In contrast to this, putting a single thermocouple on Mizuno's cell will definitely give you the wrong answer. He said that. He showed that in the figure we added to the Supplement. That's why we added it -- to send that message. This is the wrong approach. I have stated here several times, you cannot use the cell temperature to do calorimetery. On the other hand, you can use it to confirm there is excess heat. During a 50 W calibration it is ~30 deg C. During a 50 W input excess heat run it is ~350 deg C. That's a big difference. That cannot be a mistake. That definitely indicates excess heat. But you cannot use that number to estimate how much heat there is, except within a broad range. It gives a large overestimate.
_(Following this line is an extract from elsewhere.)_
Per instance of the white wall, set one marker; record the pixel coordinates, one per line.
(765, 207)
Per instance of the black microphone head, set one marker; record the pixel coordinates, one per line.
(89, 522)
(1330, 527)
I will add copper to the design.
Please add two copper gaskets:
Copper Gaskets for ConFlat connections:
ancorp.com/product-category/cf-wire-seal-flanges-and-fittings/hardware-seals/cf-copper-gaskets/
at $51 each.
Oops, I mean $5.10 each.
And the pipe is $148.75
This sounds like a good way to go. My main concern is that what you are doing is really differential thermometry rather than differential calorimetry. So far, so good, but I have discovered that thermocouple are incredibly position-sensitive, a few mm either way can really affect readings. But maybe you can calibrate well enough to overcome that possibility
I will calibrate the units to give equal readings.
Would a 3D CAD tool be helpfull?
I'm not able to provide it, but I would like to sponsor maybe a web based 3D CAD like sketchup.com is providing. Enables collaboration via browser and mobile devices.
I will provide SolidWorks drawings of my unit.